I am a wee bit stressed out for various reasons. I almost threw my phone at my computer because I didn’t like what someone said in a review, so the stress level is a bit high. I happened to stumble on a BBC story about bullet journals. I am not sure how much actual journalist I would do, but when I googled it, the supplies included cute journals, cute markers, and cute washi tape.
I have bought all the tape, and kawaii stickers, and markers, and stencils. I am going to sit there and stick cute glittery things into my journal, and nobody will get hurt. I hope. Brace yourself for the pictures of ridiculously decorated journal pages.
I am hoping that you know a source for learning how to deconstruct a favorite book in order to learn how stories, particularly full-length novels are written.Patti
Buy this book. That’s all you need for that.
Question about the biz side of authordom – how did you figure all that out? (Incorporation, taxes, contracts, quickbooks, and all that scary stuff).Katie
It’s not that scary actually. At first you can get away with just being self-employed, then, if the writing business starts making enough money, you can incorporate. I would look for a business-oriented accountant. He can usually recommend the right type of incorporation, and then you can simply hire a lawyer to do the heavy lifting.

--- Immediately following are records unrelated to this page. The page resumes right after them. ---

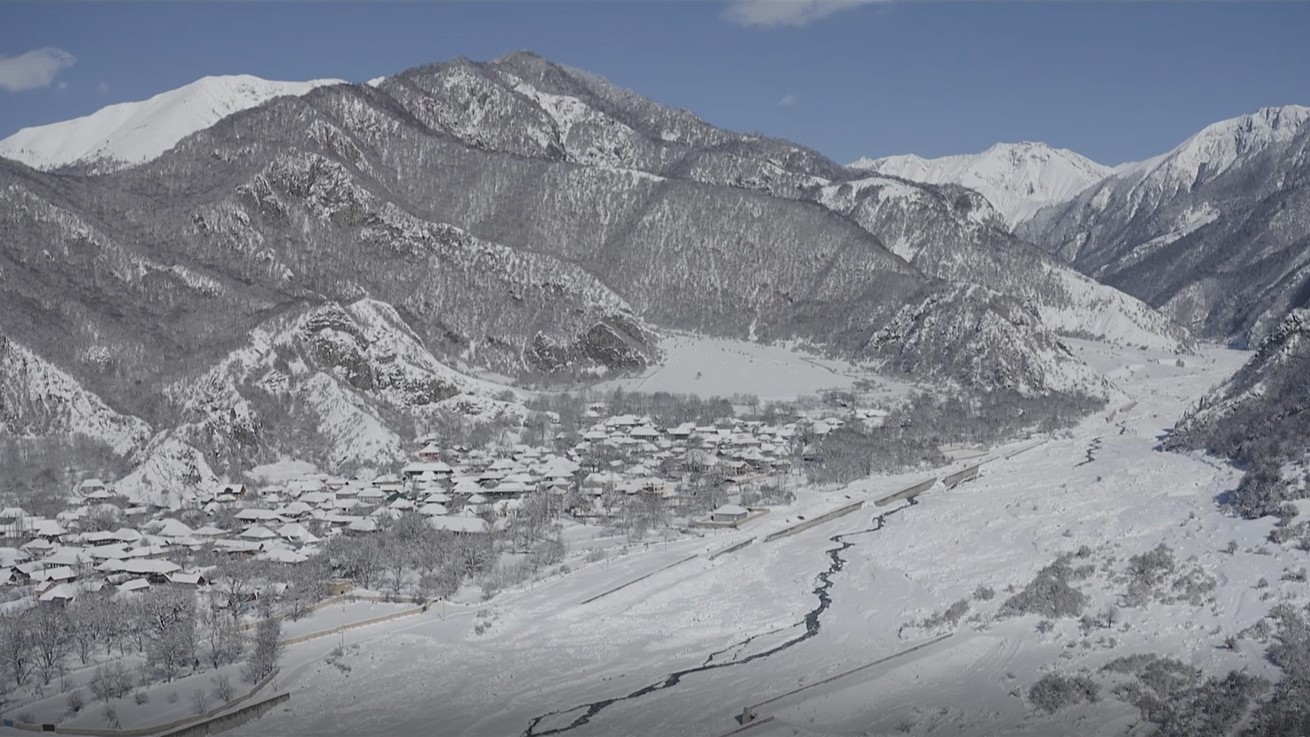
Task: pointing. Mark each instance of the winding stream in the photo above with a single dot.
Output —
(811, 625)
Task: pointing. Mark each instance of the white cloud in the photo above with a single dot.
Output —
(768, 13)
(33, 70)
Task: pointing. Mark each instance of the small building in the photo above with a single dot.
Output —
(338, 587)
(730, 513)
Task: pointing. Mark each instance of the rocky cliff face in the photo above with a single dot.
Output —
(1260, 418)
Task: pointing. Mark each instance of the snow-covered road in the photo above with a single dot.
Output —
(683, 651)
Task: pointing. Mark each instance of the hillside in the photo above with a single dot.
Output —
(1212, 233)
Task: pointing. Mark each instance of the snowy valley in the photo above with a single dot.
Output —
(493, 398)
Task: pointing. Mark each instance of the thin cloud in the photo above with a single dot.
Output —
(34, 70)
(794, 13)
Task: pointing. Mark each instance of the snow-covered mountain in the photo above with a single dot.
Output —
(346, 258)
(1017, 178)
(132, 132)
(1213, 233)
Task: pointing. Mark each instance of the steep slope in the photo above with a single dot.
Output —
(39, 399)
(1017, 178)
(953, 233)
(313, 276)
(1215, 233)
(580, 118)
(1260, 418)
(131, 132)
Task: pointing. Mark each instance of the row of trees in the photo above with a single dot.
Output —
(167, 631)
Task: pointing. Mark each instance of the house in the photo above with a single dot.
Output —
(338, 587)
(460, 525)
(184, 579)
(730, 513)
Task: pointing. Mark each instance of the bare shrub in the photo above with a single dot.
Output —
(1053, 691)
(1048, 594)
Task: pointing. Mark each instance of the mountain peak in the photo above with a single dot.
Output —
(1017, 178)
(1217, 147)
(132, 132)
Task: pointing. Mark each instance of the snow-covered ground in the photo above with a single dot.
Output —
(132, 132)
(722, 367)
(537, 660)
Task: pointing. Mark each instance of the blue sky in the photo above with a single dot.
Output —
(1114, 80)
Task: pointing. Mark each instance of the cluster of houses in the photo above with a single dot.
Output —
(457, 490)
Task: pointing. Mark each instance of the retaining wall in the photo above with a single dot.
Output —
(960, 477)
(229, 720)
(907, 492)
(636, 580)
(731, 549)
(819, 520)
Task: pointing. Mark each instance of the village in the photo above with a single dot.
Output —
(240, 553)
(456, 490)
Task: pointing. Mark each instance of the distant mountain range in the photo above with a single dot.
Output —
(1215, 233)
(318, 272)
(134, 132)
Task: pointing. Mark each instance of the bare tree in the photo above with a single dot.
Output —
(16, 648)
(266, 652)
(51, 640)
(222, 639)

At this stage, we are set up as a typical business, with three salaried employees, contractors, paycheck service, etc.
Taxes are a thing. Make sure that you speak to an accountant and get an advice on how much you need to either put aside or withhold. For example, we don’t pay as much in quarterlies, but our withholding is very high. We pay more money to the government than we take home, so we won’t end up with a bill at the end of the year.

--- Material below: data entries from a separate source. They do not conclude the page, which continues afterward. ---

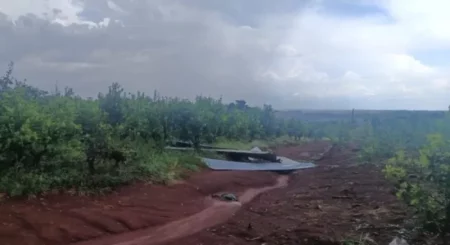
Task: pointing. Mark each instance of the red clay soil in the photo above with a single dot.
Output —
(64, 219)
(335, 202)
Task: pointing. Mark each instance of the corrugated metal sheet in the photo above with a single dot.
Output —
(285, 165)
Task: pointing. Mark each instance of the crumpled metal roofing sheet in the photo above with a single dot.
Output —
(285, 165)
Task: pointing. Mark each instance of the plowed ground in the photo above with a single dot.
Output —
(336, 201)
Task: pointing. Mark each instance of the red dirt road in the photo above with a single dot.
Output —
(336, 201)
(63, 219)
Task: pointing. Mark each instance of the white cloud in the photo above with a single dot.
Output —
(379, 54)
(312, 57)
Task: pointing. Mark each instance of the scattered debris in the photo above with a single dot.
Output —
(398, 241)
(229, 197)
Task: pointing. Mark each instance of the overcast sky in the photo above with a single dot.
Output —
(320, 54)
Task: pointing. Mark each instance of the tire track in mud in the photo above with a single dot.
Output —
(216, 213)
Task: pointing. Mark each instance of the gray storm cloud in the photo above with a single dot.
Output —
(289, 53)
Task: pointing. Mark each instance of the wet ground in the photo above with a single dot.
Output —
(338, 200)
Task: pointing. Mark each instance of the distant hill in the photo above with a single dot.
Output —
(339, 115)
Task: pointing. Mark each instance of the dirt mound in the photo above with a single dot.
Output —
(337, 201)
(62, 219)
(218, 212)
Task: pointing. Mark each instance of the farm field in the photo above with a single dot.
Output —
(338, 200)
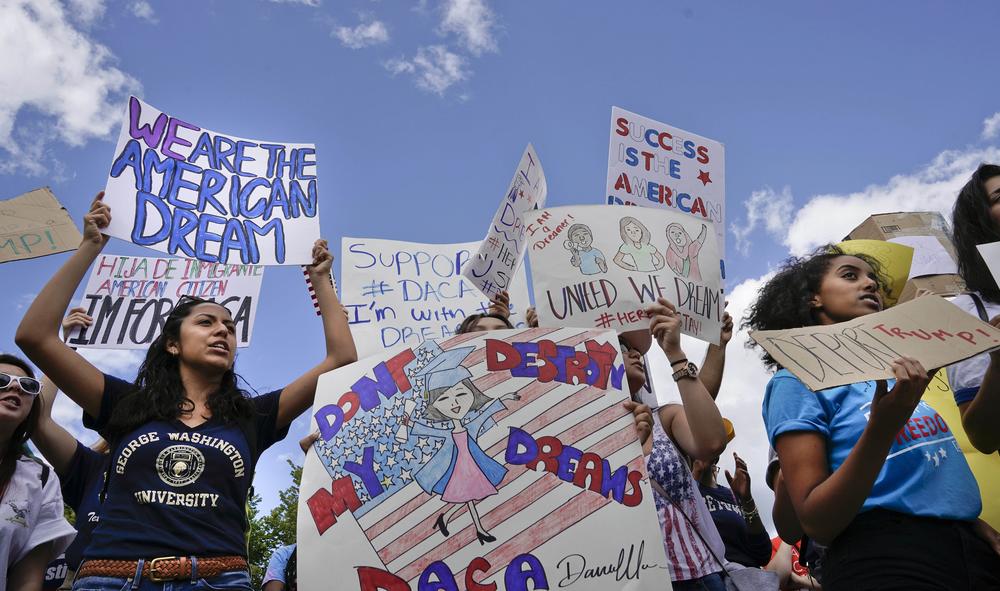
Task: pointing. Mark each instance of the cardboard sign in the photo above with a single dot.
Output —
(130, 298)
(599, 266)
(501, 252)
(933, 331)
(894, 259)
(35, 224)
(653, 164)
(405, 292)
(191, 192)
(501, 460)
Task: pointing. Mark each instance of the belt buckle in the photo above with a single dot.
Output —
(156, 578)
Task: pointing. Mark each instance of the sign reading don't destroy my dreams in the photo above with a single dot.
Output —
(129, 298)
(191, 192)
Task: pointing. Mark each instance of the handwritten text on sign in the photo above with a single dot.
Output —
(653, 164)
(405, 292)
(131, 297)
(502, 460)
(499, 257)
(196, 193)
(602, 266)
(929, 329)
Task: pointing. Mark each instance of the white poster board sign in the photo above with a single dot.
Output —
(402, 293)
(652, 164)
(196, 193)
(601, 266)
(500, 255)
(130, 298)
(461, 464)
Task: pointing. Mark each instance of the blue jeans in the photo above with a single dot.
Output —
(237, 580)
(712, 582)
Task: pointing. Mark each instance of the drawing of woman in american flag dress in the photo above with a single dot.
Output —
(460, 471)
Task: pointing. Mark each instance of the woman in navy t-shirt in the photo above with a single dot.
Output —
(184, 437)
(869, 468)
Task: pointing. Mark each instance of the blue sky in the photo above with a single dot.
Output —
(420, 112)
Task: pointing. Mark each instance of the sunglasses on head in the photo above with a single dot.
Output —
(28, 385)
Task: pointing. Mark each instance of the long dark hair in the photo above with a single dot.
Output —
(972, 225)
(15, 446)
(786, 300)
(159, 393)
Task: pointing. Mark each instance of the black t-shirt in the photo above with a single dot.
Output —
(81, 489)
(742, 547)
(176, 490)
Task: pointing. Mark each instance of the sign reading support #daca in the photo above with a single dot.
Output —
(130, 298)
(196, 193)
(652, 164)
(494, 460)
(601, 266)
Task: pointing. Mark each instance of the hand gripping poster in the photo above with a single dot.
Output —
(652, 164)
(494, 460)
(601, 266)
(191, 192)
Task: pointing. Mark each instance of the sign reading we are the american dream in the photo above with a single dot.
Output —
(601, 266)
(652, 164)
(930, 329)
(130, 298)
(191, 192)
(492, 268)
(400, 293)
(495, 460)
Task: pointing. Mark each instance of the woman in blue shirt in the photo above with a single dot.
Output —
(184, 437)
(869, 468)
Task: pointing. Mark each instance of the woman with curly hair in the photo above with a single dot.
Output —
(866, 474)
(184, 437)
(976, 381)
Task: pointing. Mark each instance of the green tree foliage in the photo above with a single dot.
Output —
(274, 529)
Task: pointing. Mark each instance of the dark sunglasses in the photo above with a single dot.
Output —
(29, 386)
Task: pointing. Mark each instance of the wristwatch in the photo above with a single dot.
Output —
(688, 371)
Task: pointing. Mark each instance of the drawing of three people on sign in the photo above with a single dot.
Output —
(636, 253)
(460, 472)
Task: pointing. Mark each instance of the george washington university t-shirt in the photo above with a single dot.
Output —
(175, 490)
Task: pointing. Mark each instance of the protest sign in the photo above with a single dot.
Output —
(894, 260)
(405, 292)
(188, 191)
(501, 252)
(653, 164)
(35, 224)
(929, 329)
(598, 266)
(130, 298)
(493, 460)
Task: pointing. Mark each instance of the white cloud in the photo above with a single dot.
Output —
(773, 210)
(828, 218)
(372, 32)
(991, 126)
(86, 11)
(473, 22)
(143, 10)
(435, 68)
(55, 71)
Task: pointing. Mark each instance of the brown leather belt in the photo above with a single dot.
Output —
(164, 568)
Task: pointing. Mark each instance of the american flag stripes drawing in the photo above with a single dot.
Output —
(532, 505)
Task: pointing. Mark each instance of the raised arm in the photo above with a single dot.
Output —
(826, 503)
(714, 364)
(38, 333)
(981, 415)
(298, 395)
(696, 425)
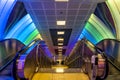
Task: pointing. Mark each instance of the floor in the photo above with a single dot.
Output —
(60, 76)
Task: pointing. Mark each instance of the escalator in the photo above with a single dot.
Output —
(8, 70)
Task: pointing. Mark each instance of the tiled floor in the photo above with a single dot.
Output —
(60, 76)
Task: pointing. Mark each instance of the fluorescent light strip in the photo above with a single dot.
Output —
(61, 23)
(60, 32)
(60, 39)
(60, 44)
(61, 0)
(60, 47)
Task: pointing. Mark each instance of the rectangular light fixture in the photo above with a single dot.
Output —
(60, 44)
(61, 23)
(61, 0)
(59, 70)
(60, 47)
(60, 52)
(60, 32)
(60, 39)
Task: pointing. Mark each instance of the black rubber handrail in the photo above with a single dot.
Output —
(111, 62)
(18, 53)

I’m wondering who was the first person to read one or your stories and give you encouragement to continue, and elaborate more.Alane
This man. I consider Charlie a mentor. No matter how much we struggled, he always believed we would make it. He is currently editing more than he is writing, so his contribution to the field is even more impressive.

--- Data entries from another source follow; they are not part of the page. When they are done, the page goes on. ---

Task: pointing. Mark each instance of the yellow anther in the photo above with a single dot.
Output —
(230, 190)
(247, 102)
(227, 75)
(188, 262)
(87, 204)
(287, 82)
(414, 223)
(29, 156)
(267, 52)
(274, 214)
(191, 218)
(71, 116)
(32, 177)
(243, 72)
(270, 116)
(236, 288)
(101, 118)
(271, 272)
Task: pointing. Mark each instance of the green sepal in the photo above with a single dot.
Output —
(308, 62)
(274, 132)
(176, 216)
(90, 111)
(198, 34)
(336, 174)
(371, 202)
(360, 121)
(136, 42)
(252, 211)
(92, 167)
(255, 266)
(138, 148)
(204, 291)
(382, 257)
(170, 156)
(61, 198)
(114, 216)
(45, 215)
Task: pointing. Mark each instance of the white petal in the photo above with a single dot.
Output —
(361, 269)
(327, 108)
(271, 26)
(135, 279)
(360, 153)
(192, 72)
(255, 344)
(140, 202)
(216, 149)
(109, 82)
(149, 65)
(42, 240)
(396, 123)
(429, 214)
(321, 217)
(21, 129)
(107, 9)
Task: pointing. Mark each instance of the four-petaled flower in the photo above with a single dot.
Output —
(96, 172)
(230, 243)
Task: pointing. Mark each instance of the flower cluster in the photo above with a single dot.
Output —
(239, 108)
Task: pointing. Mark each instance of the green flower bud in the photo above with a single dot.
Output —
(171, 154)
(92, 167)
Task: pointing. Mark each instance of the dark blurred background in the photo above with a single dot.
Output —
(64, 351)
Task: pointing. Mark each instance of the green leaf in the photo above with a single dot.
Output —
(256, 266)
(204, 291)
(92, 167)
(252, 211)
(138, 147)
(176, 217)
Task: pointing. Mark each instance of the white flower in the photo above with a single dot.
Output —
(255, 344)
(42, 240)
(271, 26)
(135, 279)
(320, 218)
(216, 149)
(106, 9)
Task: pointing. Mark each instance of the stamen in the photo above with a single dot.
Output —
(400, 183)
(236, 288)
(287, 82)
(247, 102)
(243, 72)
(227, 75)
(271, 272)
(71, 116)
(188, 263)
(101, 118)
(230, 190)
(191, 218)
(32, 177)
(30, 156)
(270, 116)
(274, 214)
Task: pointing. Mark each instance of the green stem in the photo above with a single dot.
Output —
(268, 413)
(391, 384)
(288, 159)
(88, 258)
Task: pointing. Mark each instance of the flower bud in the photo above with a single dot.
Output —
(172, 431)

Writing magic in a way that plays nicely for romance tropes must be interesting. Acknowledging that anything could potentially be a book, what are some of the magic powers that you think wouldn’t work in genre without a lot of work?Ash
Time travel. it is a massive pain in the arse, as the second half of the Avengers finale demonstrated. I know this movie is popular, but holy crap, what a convoluted illogical mess. ::shudders:: The first one was so good. Like what the hell happened?
Anyway, time travel sucks for a number of reasons. One, it’s hard to get the reader to worry about anything, because you can just go back in time and fix it. Two, if it’s the kind of time travel where a person goes back and stays in the past, it inevitably runs into the conflict between the modern and past ethics. That puts a damper on any romance or even meaningful relationships. I’m not a fan of OUTLANDER for that very reason. Three, it requires a ton of research. Four, it has a tendency to get overly complicated and the reader gets lost.
To avoid some of the pitfalls, you have to mess around with the logic of time travel. You can go with one minuscule change equals enormous consequences (Bradbury, THE SOUND OF THUNDER) or time/space is a ball of rubber bands and if you pull one out, it will compensate. You can go a different route entirely like Simak did in TIME IS THE SIMPLEST THING, where past is completely dead.
No matter what you do with it, it’s a mess.